Chimeric HIV-1 and HIV-2 lentiviral vectors with added safety insurance

Abstract

Lentiviruses are unique in their ability to infect both dividing and non-dividing cells. This makes the vectors derived from them particularly useful for gene transfer into non-dividing cells, including stem cells. Lentiviral vectors are becoming the vectors of choice for si/shRNA delivery. The utility of the lentiviral vectors will be enhanced if additional elements of safety are built into their design. One safety concern is the generation of replication competent virus by recombination. We reasoned that HIV-1 and HIV-2 hybrid or chimeric lentiviral vectors will have added safety insurance in this regard.
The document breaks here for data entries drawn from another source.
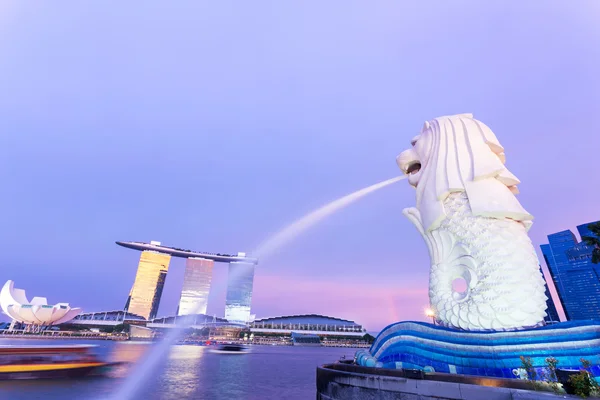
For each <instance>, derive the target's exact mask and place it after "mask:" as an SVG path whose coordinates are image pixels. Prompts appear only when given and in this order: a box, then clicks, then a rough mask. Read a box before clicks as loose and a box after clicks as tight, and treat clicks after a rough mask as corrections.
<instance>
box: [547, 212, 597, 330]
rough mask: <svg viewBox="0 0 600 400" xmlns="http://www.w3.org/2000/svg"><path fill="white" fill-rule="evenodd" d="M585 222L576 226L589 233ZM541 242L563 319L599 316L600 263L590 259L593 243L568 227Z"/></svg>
mask: <svg viewBox="0 0 600 400" xmlns="http://www.w3.org/2000/svg"><path fill="white" fill-rule="evenodd" d="M588 225H589V224H584V225H580V226H578V227H577V230H578V232H579V234H580V235H582V236H589V235H590V232H589V229H588V228H587V226H588ZM548 242H549V243H548V244H543V245H542V246H541V248H542V253H543V254H544V259H545V260H546V265H547V266H548V270H549V271H550V275H552V280H553V281H554V286H555V287H556V291H557V292H558V297H559V299H560V302H561V303H562V306H563V309H564V310H565V316H566V317H567V320H600V264H593V263H592V251H593V247H591V246H587V245H585V243H580V242H579V241H578V240H577V238H576V237H575V235H574V234H573V232H571V231H570V230H566V231H562V232H557V233H554V234H552V235H548Z"/></svg>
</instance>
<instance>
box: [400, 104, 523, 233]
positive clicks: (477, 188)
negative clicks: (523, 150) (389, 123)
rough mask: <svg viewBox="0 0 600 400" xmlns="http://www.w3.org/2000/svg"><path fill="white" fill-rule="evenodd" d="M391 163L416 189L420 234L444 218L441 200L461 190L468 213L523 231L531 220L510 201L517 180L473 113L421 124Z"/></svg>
mask: <svg viewBox="0 0 600 400" xmlns="http://www.w3.org/2000/svg"><path fill="white" fill-rule="evenodd" d="M411 144H412V146H413V147H412V149H410V150H406V151H404V152H402V153H401V154H400V155H399V156H398V157H397V158H396V162H397V164H398V166H399V167H400V169H401V170H402V171H403V172H404V173H405V174H406V175H408V181H409V183H410V184H411V185H412V186H414V187H415V188H416V189H417V209H419V211H420V213H421V218H422V219H423V221H422V222H423V227H424V228H425V230H428V231H430V230H433V229H435V228H436V227H437V226H438V225H439V223H440V221H441V220H442V219H443V218H444V215H445V213H444V206H443V203H444V200H445V199H446V198H447V197H448V195H449V194H450V193H452V192H466V194H467V197H468V198H469V202H470V206H471V210H472V212H473V215H479V216H486V217H494V218H510V219H513V220H516V221H520V222H522V223H524V224H525V226H526V227H527V228H529V227H530V226H531V220H533V216H532V215H531V214H529V213H528V212H527V211H525V209H523V207H522V206H521V204H520V203H519V202H518V200H517V199H516V197H515V194H518V189H517V184H519V183H520V182H519V180H518V179H517V177H516V176H514V175H513V174H512V173H511V172H510V171H509V170H508V169H507V168H506V167H505V165H504V163H505V161H506V157H505V154H504V148H503V147H502V145H501V144H500V142H499V141H498V139H497V138H496V135H494V133H493V132H492V131H491V130H490V128H488V127H487V126H486V125H485V124H483V123H482V122H480V121H477V120H476V119H474V118H473V115H472V114H459V115H453V116H446V117H440V118H435V119H434V120H432V121H430V122H425V124H424V125H423V129H422V130H421V133H420V134H419V135H417V136H415V137H414V138H413V139H412V141H411Z"/></svg>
This is based on the premise that HIV-1 and HIV-2 are dissimilar enough in sequence to curtail recombination, yet similar enough to complement functionally. For hybrid vectors, we found that both HIV-1 and HIV-2 transfer vector RNAs could be packaged to equivalent titer by the HIV-1 packaging machinery. However, HIV-2 packaging machinery was unable to package HIV-1 transfer vector as well as it did HIV-2 transfer vector. This non-reciprocacity suggested that the requirement for HIV-2 vectors was more stringent and that for HIV-1 vectors more promiscuous. When the HIV-1 transfer vector was packaged with the chimeric packaging construct where the leader-gag region of HIV-2 was replaced with that of HIV-1 packaging construct, the titer of the vector went up. This suggests that at least some of the determinants of specificity for vector assembly reside in the leader-gag region. Incorporation of central polypurine tract (cPPT) and woodchuck post-transcriptional enhance element (WPRE) into the HIV-2 vectors had only modest effect on vector titer. Thus, chimeric lentiviral vectors with added safety features can be designed without compromising transduction efficiency.